After the jump, take a leap into the wormhole with me and watch how a meme is born and then slaughtered in a matter of days.
A meme is born. The world rejoices in this new discovery. “All hail Harvard baseball,” the Internet chants. An era of prosperity begins and YouTube flourishes.
The first challenger arrives. Responds Harvard baseball, “Uh, cool.” Suddenly, more wanderers arrive at the gates, demanding their shot at the YouTube throne. The worshipers take notice and their faith and allegiance begin to dwindle.
Caravans arrive at Harvard’s blossoming kingdom, as opportunistic pretenders try to sell their snake oils and magic potions to Harvard’s faithful. Soon, everyone begins to question what they even saw in Harvard in the first place.
The kingdom is now overrun with beggars and thieves. Nobody feels safe anymore. The quality of effort and production is at an all-time low and Harvard has lost the love and appreciation of its people. Talks of a coup spread like wildfire.
Vagabonds and derelicts rush the palace gates and slaughter Harvard in its slumber. Pieces of the body are delivered to the four corners of the Internet with messages that no sports team will reign supreme over YouTube with originality and creativity in this chaotic era.
As expected, pretenders try to assume the throne, but the people have grown ill and malnourished. A plague threatens a once lively and beautiful kingdom. It will take a miracle now to save this wretched slum.

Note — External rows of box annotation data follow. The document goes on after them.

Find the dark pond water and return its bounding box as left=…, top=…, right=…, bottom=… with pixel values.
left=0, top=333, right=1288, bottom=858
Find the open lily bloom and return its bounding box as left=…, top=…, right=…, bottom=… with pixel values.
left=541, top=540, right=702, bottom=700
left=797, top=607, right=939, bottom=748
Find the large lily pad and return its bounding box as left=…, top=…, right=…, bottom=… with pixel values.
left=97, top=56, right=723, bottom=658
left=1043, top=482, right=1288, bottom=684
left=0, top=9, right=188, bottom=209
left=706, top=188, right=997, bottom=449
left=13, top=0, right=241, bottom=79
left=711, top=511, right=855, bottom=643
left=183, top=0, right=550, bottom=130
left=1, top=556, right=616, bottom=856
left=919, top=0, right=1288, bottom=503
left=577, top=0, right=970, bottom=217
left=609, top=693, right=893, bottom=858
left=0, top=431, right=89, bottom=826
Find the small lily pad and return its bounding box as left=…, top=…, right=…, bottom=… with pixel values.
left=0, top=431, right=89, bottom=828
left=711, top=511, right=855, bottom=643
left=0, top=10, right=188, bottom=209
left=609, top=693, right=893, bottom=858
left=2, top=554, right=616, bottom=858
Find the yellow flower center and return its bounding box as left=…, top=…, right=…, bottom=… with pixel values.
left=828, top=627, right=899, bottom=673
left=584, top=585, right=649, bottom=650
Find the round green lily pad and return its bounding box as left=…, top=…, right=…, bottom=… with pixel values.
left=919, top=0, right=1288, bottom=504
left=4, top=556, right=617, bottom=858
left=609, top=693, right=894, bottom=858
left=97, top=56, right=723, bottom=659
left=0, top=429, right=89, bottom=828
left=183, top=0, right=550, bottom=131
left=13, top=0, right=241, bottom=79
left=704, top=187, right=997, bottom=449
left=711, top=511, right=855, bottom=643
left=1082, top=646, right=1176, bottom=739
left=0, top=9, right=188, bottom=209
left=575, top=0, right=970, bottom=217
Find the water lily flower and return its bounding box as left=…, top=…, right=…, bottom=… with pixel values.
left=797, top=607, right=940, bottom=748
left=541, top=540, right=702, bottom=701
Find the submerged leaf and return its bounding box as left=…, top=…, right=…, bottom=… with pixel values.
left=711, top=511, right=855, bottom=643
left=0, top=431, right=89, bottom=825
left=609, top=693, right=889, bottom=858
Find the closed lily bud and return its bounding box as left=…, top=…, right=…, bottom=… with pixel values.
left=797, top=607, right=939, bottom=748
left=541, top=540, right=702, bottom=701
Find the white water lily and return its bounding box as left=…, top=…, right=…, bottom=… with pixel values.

The plague washes over the once loyal people of Harvard’s “Call Me Maybe”. The final death blow arrives in the form of a Matty B rap video. Survivors have begun bundling their gear to travel to new realms. Some even send their children up the river with hopes that they’ll be discovered and saved by other people.
The children are all eaten by alligators. Dragons have been woken from their slumber as well, and they spend their days feasting on the flesh of the surviving populace as they try to escape Harvard’s certain death and decay.
Waves of feral animals invade the kingdom’s remains and devour the corpses of the pretenders and “challengers”. All that remains is a land of feral animal excrement.
A few survivors arrive at a new kingdom that appears to be unaffected by the illness of the neighboring darkness. They’re taken in and treated well. This kingdom doesn’t have much, but at least it’s better than what the survivors had been dealing with.
The dragons and feral animals catch up to the survivors and they brought the plague with them, too. Everyone in the new kingdom is dead now, too. And the feral animals are crapping everywhere.
And the decay continues to spread in one form or another for the rest of eternity…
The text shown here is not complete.